Kitty Saves the World Page 3


“You know the stories: vampires and werewolves, lycanthropes, witches, all the rest of it—they’re a perversion of God’s perfect human form. They’re not nature, they’re a twisted mockery of nature! Your doctor there said basically the same thing—these monsters rewrite our DNA, DNA made in God’s image. How can corrupting that not be a sign of true evil?”

“Because … I don’t feel evil?” It got too easy to point and laugh at these guys. When they didn’t make me feel utterly exhausted.

“That’s the whole point,” the caller from Providence said, and even he sounded tired, like he’d had to explain this one too many times. “You’re a pawn. You’re being used. Maybe you didn’t start out evil, but your DNA, your very being, your soul has been warped. And why? Tell me that? What purpose does it serve? Think about it a minute and you’ll realize the answer.”

If I wasn’t playing dumb, I was at least playing stubborn. “Does there have to be a purpose? Do you know what the purpose of a cold virus is?”

“No?” the guy said, nonplussed.

“Dr. Shumacher?” I asked.

She said, gamely, “Well, the purpose of a cold virus is to make more cold viruses and then to spread. Reproduction. Biologists feel that this is the base purpose of most life on Earth.”

“There you go,” I said. “It’s a function of reproduction. Does it have to be more nefarious than that?”

“Yes!” he exclaimed. “Because this isn’t biology, this is about the war in Heaven, and the rebellion of Lucifer, and his entire purpose is twisting God’s creation and bending it toward evil! Spreading that evil! When you say this is all science and biology, you’re confusing people, turning them from the truth! Vampires, werewolves—you, even!—you’re a symptom of original sin! You’re being used!”

“You know,” I said. “There was a time when I’d say this rant never gets old. But I’ve changed my mind—this is getting old. You can’t call someone evil because of some aspect of their identity they can’t control. I’ll say it again: being a vampire or a werewolf doesn’t make a person evil. Doing evil things makes you evil.”

“You’re deluded, you’re a tool of Lucifer—”

I cut off the call. Because I could. “There’s definitely a tool here but it’s not me. Dr. Shumacher, do you ever get this kind of response to your work?”

“We have an intern whose entire job is filing the hate mail we get at the center.”

Oh. I didn’t know that. “That … do you find that depressing? This antiscience attitude? This outright hatred?”

“I think it highlights the need for education. I don’t think people are antiscience—they’re scared. They know now that vampires and werewolves exist, but they don’t know what to do about it, so it’s easy for them to believe the worst. I know you’ve done your best to get as much information out there as you can, Kitty. But, well, not to throw any kind of shadow on what you’ve done, you know very well that sometimes backfires. Any hint of conspiracy, people get more scared, not less. And vampires and conspiracy are almost synonymous.”

She wasn’t the first person to call me on that. Last year I’d stood up before an international conference and declared the existence of Dux Bellorum and the Long Game, a cabal of vampires with a nefarious mission of world-domination. Maybe that hadn’t been the most responsible thing to do. But I’d been at a loss—Dux Bellorum was real and I didn’t know how else to stop him. Speaking truth into a microphone was the only thing I knew how to do.

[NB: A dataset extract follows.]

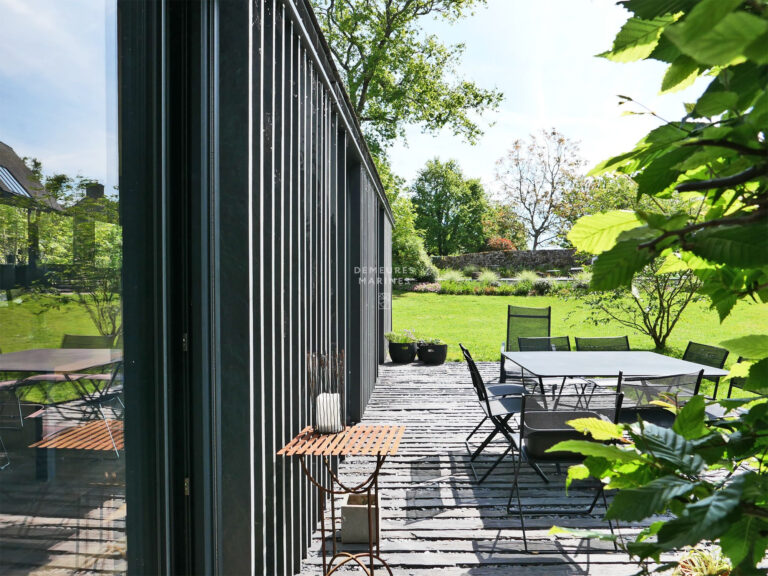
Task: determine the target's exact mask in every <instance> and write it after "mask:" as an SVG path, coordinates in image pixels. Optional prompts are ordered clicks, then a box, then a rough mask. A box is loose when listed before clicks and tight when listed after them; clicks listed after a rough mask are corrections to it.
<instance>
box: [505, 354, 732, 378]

Dux Bellorum—Roman—was a vampire, a soldier of the Roman Empire in the first century who had become a vampire and decided to spend his immortality learning arcane lore and building an empire of his own. He’d traveled the world in search of magic and followers, whom he marked with an enchanted coin. I had a handful of the coins, collected from his minions and former minions, scratched and marred and flattened to destroy the magic in them. He had dozens of allies—the Master and Mistress vampires of cities around the world—and through them he exerted control over the entire supernatural world. Maybe even the mortal world as well, and I had begun to suspect that Roman didn’t just want to take over the world—he wanted to destroy it. Or at least damage it to such an extent that taking it over would be made easier. All the signs over the last few months indicated that Roman was on the move, that his endgame was in play.

I had evidence that he’d caused Vesuvius to erupt and destroy Pompeii, using a spell called the Manus Herculei. I believed he was preparing to use that spell again. I kept a map in my office with every volcano that had been active in the last thousand years marked with red thumbtacks. There were volcanoes all over the world. We’d never be able to stop him.

I’d been trying to track down Roman for years, ever since he came to Denver and decided I was an obstacle. There was a conspiracy, but it wasn’t about good and evil and the supernatural; it was about power and egos. The usual stuff. The supernatural didn’t fundamentally change people; it just gave them power.

I’d blown all this up in public because I figured the more people were watching for him, who knew about him, the less likely he’d be able to pull off anything terrible. Turned out, a lot of people just stopped taking me seriously. I was just like the crackpots calling into my show.